A Logistics Consultant to Minimise "Cash Out" to "Cash In" Minimising the cycle time from supplier payment to customer payment; the time from "cash out" to "cash in" (and if possible making it negative by ensuring that finished goods are paid for before suppliers are paid) is an extremely powerful vehicle for minimising working capital (and hence capital employed). As supply chains become increasingly global to reduce operating costs, the importance of minimising supply chain inventories has grown. Using a logistics consultant to strip out non-value-adding (NVA) activities to reduce throughput times can have three distinct types of advantage:
Firstly it minimises the cost of borrowings to fund working capital (reducing operating costs), but importantly working capital tied up in inventory in the organisation is reduced accordingly (reduction in capital employed) - the double whammy (if you like) from a ROCE perspective.

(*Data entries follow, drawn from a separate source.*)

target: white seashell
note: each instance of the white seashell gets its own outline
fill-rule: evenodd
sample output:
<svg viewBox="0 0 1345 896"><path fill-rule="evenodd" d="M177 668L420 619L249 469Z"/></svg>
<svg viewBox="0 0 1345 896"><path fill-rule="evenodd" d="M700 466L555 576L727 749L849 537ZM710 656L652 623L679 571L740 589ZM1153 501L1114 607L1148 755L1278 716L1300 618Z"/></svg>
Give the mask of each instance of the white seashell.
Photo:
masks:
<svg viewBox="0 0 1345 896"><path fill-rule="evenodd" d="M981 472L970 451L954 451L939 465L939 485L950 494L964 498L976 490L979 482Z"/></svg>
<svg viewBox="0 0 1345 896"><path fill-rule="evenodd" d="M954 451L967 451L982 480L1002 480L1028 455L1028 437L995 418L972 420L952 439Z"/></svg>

Thirdly however, from a lean manufacturing angle, reducing pipeline inventories systematically helps organisations to discover where the frailties in their supply chains really are and ultimately address the root causes. By doing so, the robustness of supply chain performance at increasingly faster throughput rates can sensibly be improved. On the other hand, if a structured approach to addressing supply chain weaknesses isn't used and say product quality non-conformances are discovered as products hit retail outlets in Europe and North America, then the cost impact of the goods throughout the entire supply chain from suppliers in say the Far East can be massive. Using a logistics consultant to help improve supply chain reliability will often facilitate substantial cost avoidance.